But time and again, Apple releases products which are initially unnecessary, but eventually become indispensable.
Over the past few months, I watched as Apple released a highly limited product called the iPad, much like the very limited iPhone and the iPod when those products were first released. As always, the skeptics, myself included focused on the limitations. But over time, something else happened. The products became useful.
The users of the iPad for example, began to devise their own solutions to the limitations. The first was the iPad printing solution: photocopy the entire iPad. Obviously it was a joke, but certainly, it was a different solution to a problem. While everyone was thinking of printing to a cloud, USB transfer, or emailing, someone thought about things in a different way. Then of course came other solutions: camera card reader kits, iPad stands, etc.

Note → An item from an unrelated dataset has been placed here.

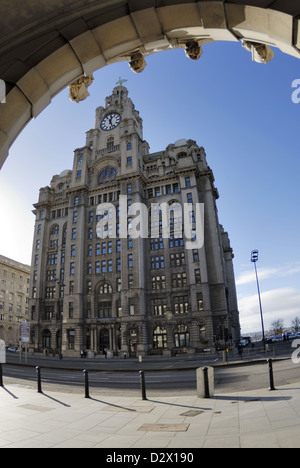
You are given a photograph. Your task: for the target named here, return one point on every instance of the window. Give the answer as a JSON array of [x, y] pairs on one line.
[[49, 313], [176, 241], [158, 282], [110, 142], [197, 276], [179, 280], [105, 288], [50, 292], [182, 337], [52, 259], [71, 309], [189, 197], [202, 333], [187, 182], [71, 339], [181, 305], [160, 338], [159, 307], [196, 255], [130, 282], [54, 230], [157, 244]]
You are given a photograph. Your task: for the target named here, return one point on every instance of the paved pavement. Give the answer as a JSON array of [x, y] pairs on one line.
[[60, 419]]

Apple is well known, not for inventing, but innovating based on existing technology and implementing it in a more user-friendly way. Steve Jobs is the master of picking the right technologies to use; thinking about things differently. However, without existing and new cutting edge technology to feed on, Apple would never be able to innovate. If things remained stagnant, like their closed ecosystem, how would new features come into being?
Apple's solution: Deprivation.
Just like how they omitted arrow keys on the Mac, the floppy on the iMac, the physical keyboard on the iPhone, and the USB on the iPad, I suspect that Apple intentionally cripples their products to stimulate new ways of looking at old problems. By re-framing the problem, new innovative solutions emerge, which Apple would eventually natively support.

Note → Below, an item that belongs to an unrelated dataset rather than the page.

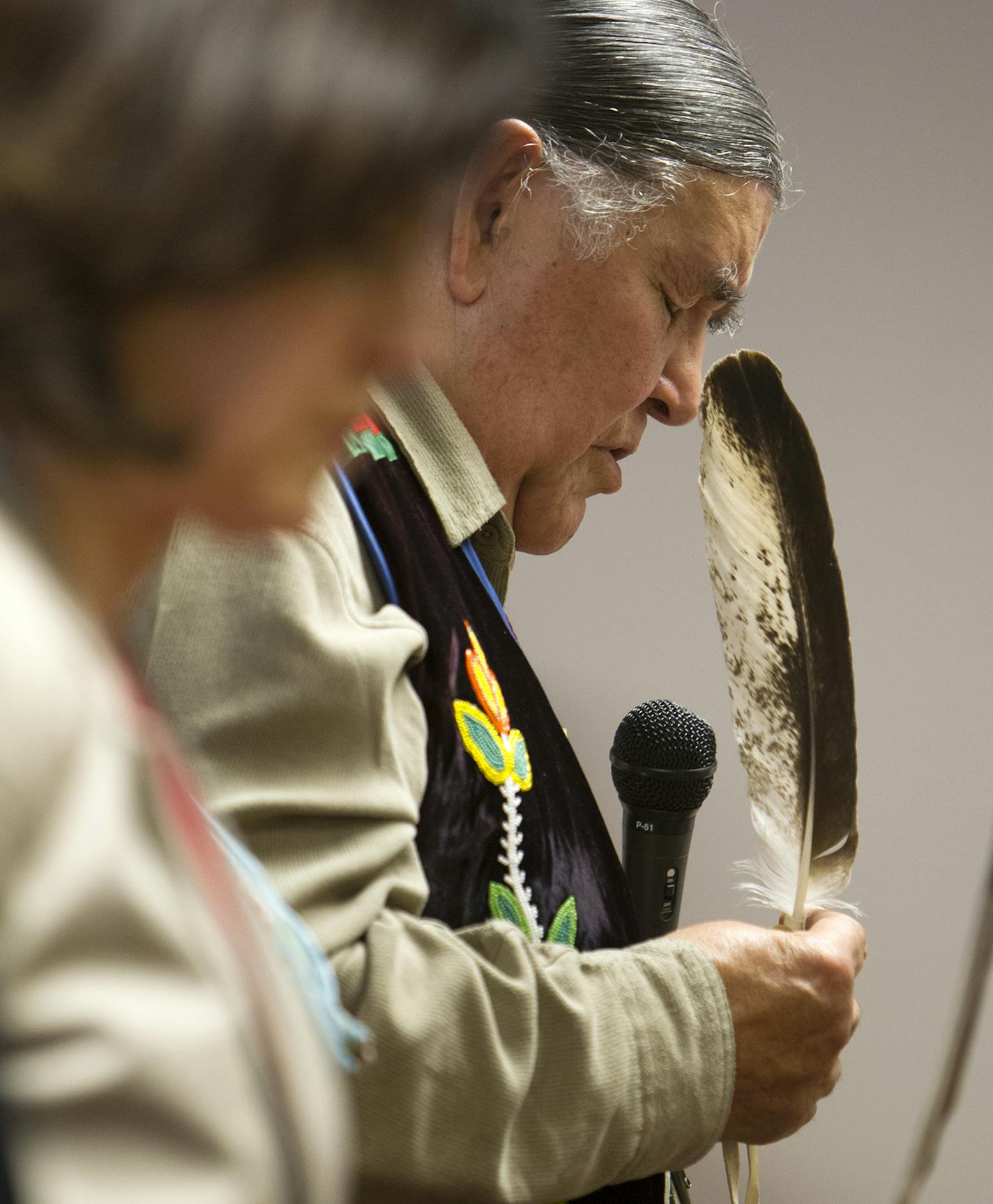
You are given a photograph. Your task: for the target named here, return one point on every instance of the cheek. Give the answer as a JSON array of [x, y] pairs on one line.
[[609, 359]]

Apple is indulging in creative destruction. It wipes the slate clean and forces new perspectives by routinely killing old solutions which once worked, but now, as Steve Jobs would say, "suck."
In my freshman year of college, my math professor told me, as part of a job application, he was required to learn an entire book on aeronautic engineering in a week, pass a test on it, and then he was told to come up with a solution which did not use any of the concepts he was required to learn.

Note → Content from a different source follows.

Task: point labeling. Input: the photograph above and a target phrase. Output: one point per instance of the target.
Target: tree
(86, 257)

Perhaps that is the real step forward for our world. What if in an effort to solve other problems, we simply deprived ourselves of some peripheral tools? In trying to solve our traffic problems, we said, "No new roads will be built." Could we think differently then? In trying to solve our security problems, we said, "No additional troops."
Maybe to truly unleash our potential, we must deprive ourselves, step out of the comfort zone, so that we are forced to innovate.